A Web-based diagnostic tool for applying the new criteria is available at www.marfan.org

The authors reported having no conflicts of interest with respect to this project. Funding for the development of revised nosology for Marfan syndrome was provided by the National Marfan Foundation, March of Dimes, Merck & Co., and Solvay Pharmaceuticals.

Aortic root aneurysm and ectopia lentis are the cardinal clinical features of Marfan syndrome, and the presence of both of them is sufficient for the “unequivocal diagnosis” of the genetic connective-tissue disorder, according to recently revised diagnostic criteria.

The new criteria update the 1996 Ghent nosology, which comprise a stringent set of major and minor manifestations in multiple organ systems. Although the earlier nosology has proven to be a useful diagnostic guide, “some of the diagnostic criteria have not been sufficiently validated, are not applicable in children, or necessitate expensive and specialized investigations,” lead author Dr. Bart L. Loeys of Ghent University Hospital, Belgium, and colleagues wrote. The revised Ghent nosology addresses these shortcomings, they stated (J. Med. Genet. 2010 47:476–85).

The revised criteria were developed by an international panel of experts based on a critical review of clinical characteristics in large, published patient cohorts. They include five major changes to the earlier guidelines:

▸ More weight is given to aortic root aneurysm/dissection and ectopia lentis. “In the absence of findings that are not expected in [Marfan syndrome], the combination of ectopia lentis and aortic root enlargement/dissection should be sufficient to make the diagnosis,” the authors wrote, noting that all other cardiovascular and ocular manifestations of the condition, as well as findings in the skeleton, dura, skin, and lungs, “contribute to a systemic score that guides diagnosis when aortic disease is present but ectopia lentis is not.”

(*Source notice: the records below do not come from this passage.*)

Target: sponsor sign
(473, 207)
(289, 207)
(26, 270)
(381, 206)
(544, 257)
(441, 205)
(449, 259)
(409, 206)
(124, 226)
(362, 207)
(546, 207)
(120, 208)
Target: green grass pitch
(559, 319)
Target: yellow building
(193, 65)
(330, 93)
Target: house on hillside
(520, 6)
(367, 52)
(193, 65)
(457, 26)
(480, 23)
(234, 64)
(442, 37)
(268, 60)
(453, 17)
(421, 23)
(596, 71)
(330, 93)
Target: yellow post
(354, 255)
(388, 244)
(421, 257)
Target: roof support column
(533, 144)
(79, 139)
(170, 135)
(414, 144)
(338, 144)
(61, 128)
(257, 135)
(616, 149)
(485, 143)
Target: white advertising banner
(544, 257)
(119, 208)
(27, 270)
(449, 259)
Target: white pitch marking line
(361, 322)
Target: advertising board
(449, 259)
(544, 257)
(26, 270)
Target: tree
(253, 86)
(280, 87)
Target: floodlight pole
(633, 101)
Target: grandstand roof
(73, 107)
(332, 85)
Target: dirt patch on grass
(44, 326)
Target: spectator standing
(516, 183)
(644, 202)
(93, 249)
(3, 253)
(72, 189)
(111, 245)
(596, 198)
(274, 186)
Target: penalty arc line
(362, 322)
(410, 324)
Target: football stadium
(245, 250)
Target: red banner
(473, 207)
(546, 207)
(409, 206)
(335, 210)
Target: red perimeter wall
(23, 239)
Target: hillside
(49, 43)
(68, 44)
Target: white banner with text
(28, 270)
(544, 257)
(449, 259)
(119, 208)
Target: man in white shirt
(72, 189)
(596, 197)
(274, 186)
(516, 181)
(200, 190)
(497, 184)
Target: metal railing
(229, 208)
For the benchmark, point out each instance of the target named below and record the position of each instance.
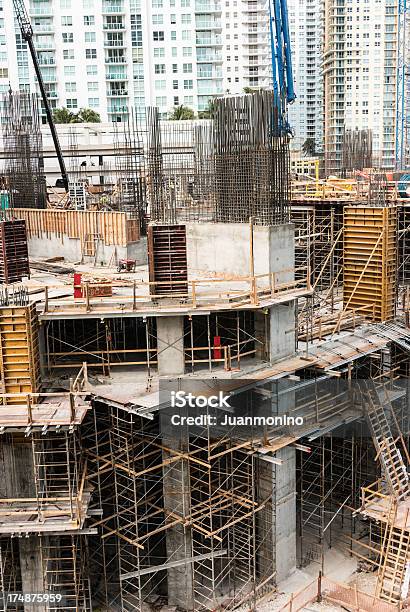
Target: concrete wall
(50, 245)
(220, 249)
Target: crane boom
(282, 71)
(27, 34)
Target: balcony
(115, 60)
(209, 24)
(115, 76)
(42, 10)
(114, 43)
(208, 41)
(212, 73)
(117, 93)
(207, 6)
(116, 8)
(113, 26)
(207, 58)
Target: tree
(181, 113)
(87, 115)
(309, 147)
(63, 115)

▸ Molecular genetic testing of the fibrillin-1 (FBN1) gene, which is mutated in Marfan syndrome, and other relevant genes has a more prominent role. Although the updated nosology does not require FBN1 testing, it “allows its appropriate use when available,” they wrote.

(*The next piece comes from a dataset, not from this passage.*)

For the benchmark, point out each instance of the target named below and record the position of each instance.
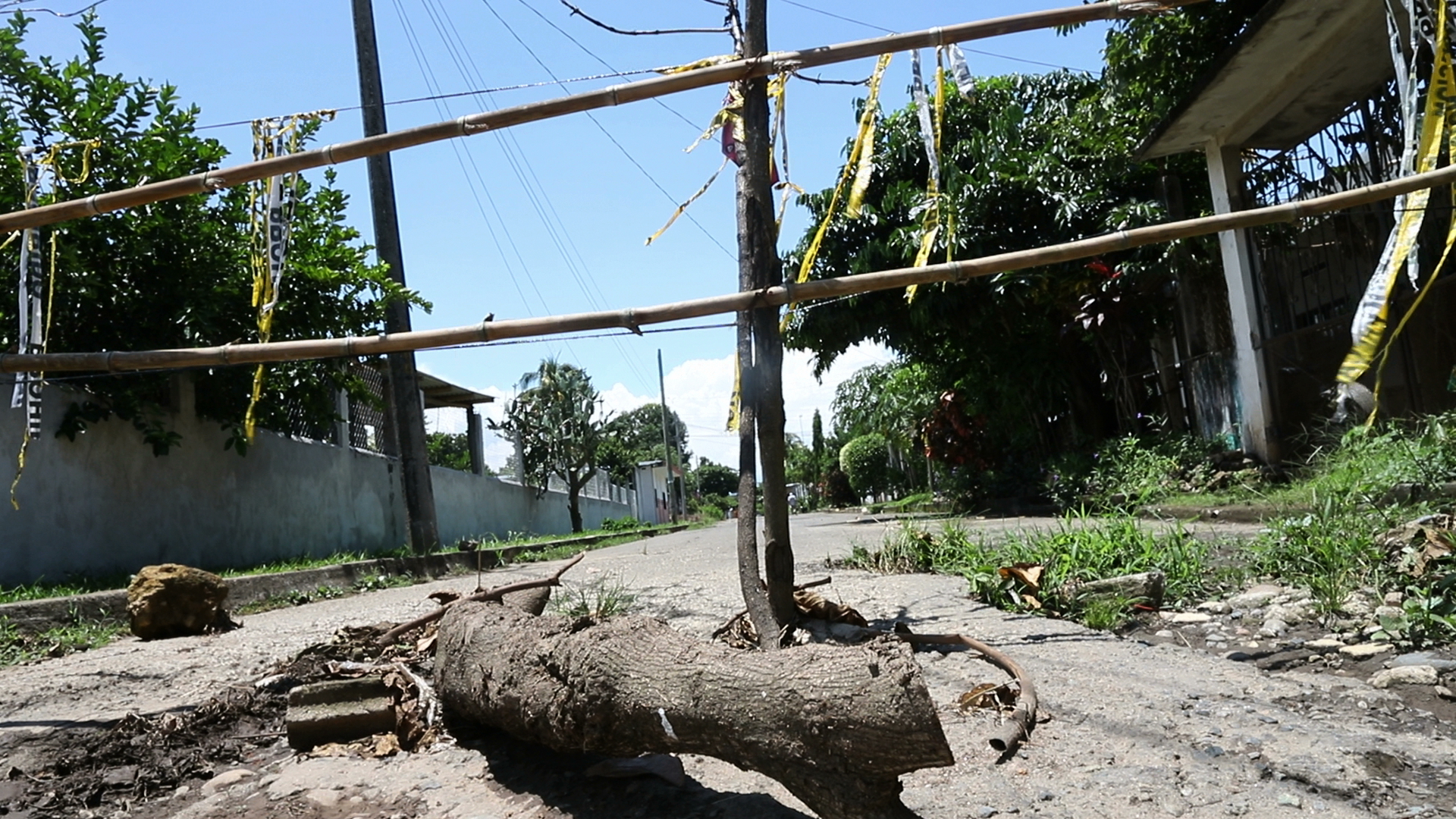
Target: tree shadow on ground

▸ Some of the less specific manifestations identified in the previous criteria, such as joint hypermobility, highly arched palate, recurrent or incisional herniae, and dural ectasia have been removed or had their influence minimized.

▸ Additional diagnostic considerations and testing are required for individuals who satisfy the criteria for Marfan syndrome, but also show unexpected findings suggestive of conditions with overlapping symptoms, such as Sphrintzen-Goldberg syndrome, Loeys-Dietz syndrome, and the vascular form of Ehlers-Danlos syndrome. “It is essential to consider discriminating features because each of these conditions has a unique risk profile and management protocol,” the authors wrote.

▸ Context-specific recommendations for patient counseling and follow-up are outlined for “sporadic” patients (those with no family history), index patients (those with a definitive family history), and patients younger than 20 years old.

A Web-based diagnostic tool for applying the new criteria is available at www.marfan.org

The authors reported having no conflicts of interest with respect to this project. Funding for the development of revised nosology for Marfan syndrome was provided by the National Marfan Foundation, March of Dimes, Merck & Co., and Solvay Pharmaceuticals.